Pneumonia vaccine in the age of COVID

A few days ago, I asked for and received the PCV-13 pneumonia vaccine, and a few days earlier, the flu shot. These vaccines are free if you are over 65, but you have to ask for them. PCV-13 is the milder of the pneumonia vaccines, providing moderate resistance to 12 common pneumonia strains, plus a strain of diphtheria. There is a stronger shot, with more side-effects. The main reason I got these vaccines was to cut my risk from COVID-19.

Some 230,00 people have died from COVID-19. Almost all none of them were under 20, and hardly any died from the virus itself. As with the common flu, they died from side infections and pneumonia. Though the vaccine I took is not 100% effective against event these 13 pneumonias, it is fairly effective, especially in the absence of co-morbidities, and has few side effects beyond stiffness in my arm. I felt it was a worthwhile protection, and further reading suggests it was more worthwhile than I’d thought at first.

It is far from clear there will be a working vaccine for SARS-CoV-2, the virus that causes COV-19. We’ve been trying for 40 years to make a vaccine against AIDS, without success. We have also failed to create a working vaccine for SARS, MERS, or the common cold. Why should SARS-CoV-2 be different? We do have a flu vaccine, and I took it, but it isn’t very effective, viruses mutate. Despite claims that we would have a vaccine for COVID-19 by early next year, I came to imagine it would not be a particularly good vaccine, and it might have side effects. On the other hand, there is a fair amount of evidence that the pneumonia vaccine works and does a lot more good than one might expected against COVID-19.

A colleague of mine from Michigan State, Robert Root Bernstein, analyzed the effectiveness of several vaccines in the fight against COVID-19 by comparing the impact of COVID-19 on two dozen countries as a function of all the major inoculations. He found a strong correlation only with pneumonia vaccine: “Nations such as Spain, Italy, Belgium, Brazil, Peru and Chile that have the highest COVID-19 rates per million have the poorest pneumococcal vaccination rates among both infants and adults. Nations with the lowest rates of COVID-19 – Japan, Korea, Denmark, Australia and New Zealand – have the highest rates of pneumococcal vaccination among both infants and adults.” Root-Bernstein also looked at the effectiveness of adult inoculation and child inoculation. Both were effective, at about the same rate. This suggests that the the plots below are not statistical flukes. Here is a link to the scientific article, and here is a link to the more popular version.
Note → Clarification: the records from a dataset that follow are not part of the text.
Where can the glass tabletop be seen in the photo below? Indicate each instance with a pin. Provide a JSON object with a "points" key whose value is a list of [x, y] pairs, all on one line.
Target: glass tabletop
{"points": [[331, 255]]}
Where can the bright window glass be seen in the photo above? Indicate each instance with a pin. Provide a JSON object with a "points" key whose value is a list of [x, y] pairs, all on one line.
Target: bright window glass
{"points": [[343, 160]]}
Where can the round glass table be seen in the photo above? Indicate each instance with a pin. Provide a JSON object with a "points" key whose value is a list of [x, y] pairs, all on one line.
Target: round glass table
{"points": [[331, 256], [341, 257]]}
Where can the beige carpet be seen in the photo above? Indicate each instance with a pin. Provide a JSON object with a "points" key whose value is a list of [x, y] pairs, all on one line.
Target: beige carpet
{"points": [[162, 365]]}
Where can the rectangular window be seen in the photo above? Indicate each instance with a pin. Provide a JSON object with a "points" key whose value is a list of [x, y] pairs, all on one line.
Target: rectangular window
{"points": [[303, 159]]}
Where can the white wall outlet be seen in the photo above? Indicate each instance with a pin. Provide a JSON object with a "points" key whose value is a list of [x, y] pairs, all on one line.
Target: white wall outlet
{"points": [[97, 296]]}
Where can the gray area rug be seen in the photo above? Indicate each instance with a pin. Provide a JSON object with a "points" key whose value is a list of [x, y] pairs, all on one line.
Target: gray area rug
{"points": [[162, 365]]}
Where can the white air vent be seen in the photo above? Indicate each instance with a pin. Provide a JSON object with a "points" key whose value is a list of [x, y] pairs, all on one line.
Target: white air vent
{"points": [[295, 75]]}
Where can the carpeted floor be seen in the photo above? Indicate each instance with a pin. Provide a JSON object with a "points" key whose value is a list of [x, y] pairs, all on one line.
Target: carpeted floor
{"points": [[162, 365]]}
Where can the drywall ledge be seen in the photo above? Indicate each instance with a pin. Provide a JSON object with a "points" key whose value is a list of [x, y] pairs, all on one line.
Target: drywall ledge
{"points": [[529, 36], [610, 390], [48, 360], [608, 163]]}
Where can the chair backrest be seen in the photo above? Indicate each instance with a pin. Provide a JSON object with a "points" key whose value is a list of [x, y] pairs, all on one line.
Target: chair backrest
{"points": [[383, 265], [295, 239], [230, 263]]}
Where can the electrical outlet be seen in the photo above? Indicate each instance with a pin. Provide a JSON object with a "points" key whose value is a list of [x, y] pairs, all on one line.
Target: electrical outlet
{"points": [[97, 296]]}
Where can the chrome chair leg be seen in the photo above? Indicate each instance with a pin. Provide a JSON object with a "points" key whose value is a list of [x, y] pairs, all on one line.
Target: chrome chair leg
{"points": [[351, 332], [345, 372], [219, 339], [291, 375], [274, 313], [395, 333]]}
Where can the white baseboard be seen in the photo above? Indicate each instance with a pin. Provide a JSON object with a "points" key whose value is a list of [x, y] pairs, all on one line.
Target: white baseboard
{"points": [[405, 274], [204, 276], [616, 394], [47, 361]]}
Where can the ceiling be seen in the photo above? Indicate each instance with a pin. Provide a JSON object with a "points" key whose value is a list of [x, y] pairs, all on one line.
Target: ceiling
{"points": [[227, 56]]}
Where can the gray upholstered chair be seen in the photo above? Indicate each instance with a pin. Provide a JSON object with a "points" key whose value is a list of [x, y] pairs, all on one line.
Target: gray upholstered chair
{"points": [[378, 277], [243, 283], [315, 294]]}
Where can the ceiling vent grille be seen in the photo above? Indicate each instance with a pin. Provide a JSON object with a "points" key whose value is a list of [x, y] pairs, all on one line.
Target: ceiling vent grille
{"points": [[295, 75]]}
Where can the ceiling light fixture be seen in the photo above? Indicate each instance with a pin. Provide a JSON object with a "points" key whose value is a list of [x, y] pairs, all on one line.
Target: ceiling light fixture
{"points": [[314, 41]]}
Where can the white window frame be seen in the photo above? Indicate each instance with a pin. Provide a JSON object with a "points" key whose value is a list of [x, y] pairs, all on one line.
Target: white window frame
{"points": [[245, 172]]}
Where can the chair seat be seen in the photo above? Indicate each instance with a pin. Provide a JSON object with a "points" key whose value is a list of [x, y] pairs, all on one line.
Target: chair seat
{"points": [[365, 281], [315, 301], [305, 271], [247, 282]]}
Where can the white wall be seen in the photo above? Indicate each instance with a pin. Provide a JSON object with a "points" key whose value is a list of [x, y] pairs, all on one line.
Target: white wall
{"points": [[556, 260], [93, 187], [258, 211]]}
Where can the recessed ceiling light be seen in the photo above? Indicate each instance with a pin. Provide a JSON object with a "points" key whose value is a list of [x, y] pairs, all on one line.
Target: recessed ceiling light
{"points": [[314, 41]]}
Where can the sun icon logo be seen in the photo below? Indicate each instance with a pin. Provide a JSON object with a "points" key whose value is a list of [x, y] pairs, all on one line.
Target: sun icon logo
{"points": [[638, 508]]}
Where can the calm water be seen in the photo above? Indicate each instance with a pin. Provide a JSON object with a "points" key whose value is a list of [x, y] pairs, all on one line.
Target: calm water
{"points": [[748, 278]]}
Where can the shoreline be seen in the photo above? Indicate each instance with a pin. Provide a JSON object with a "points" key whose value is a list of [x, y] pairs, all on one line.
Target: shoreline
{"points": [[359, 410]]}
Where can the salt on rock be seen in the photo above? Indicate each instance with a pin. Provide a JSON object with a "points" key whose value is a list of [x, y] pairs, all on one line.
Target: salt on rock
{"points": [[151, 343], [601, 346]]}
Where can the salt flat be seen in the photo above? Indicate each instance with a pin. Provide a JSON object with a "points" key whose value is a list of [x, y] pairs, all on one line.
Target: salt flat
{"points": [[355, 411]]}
An analysis of countries in terms of COVID rates and deaths versus pneumonia vaccination rates in children and adults. The US has a high child vaccination rate, but a low adult vaccination rate. Japan, Korea, etc. are much better. Italy, Belgium, Spain, Brazil, and Peru are worse. Similar correlations were found with child and adult inoculation, suggesting that these correlations are not flukes of statistics.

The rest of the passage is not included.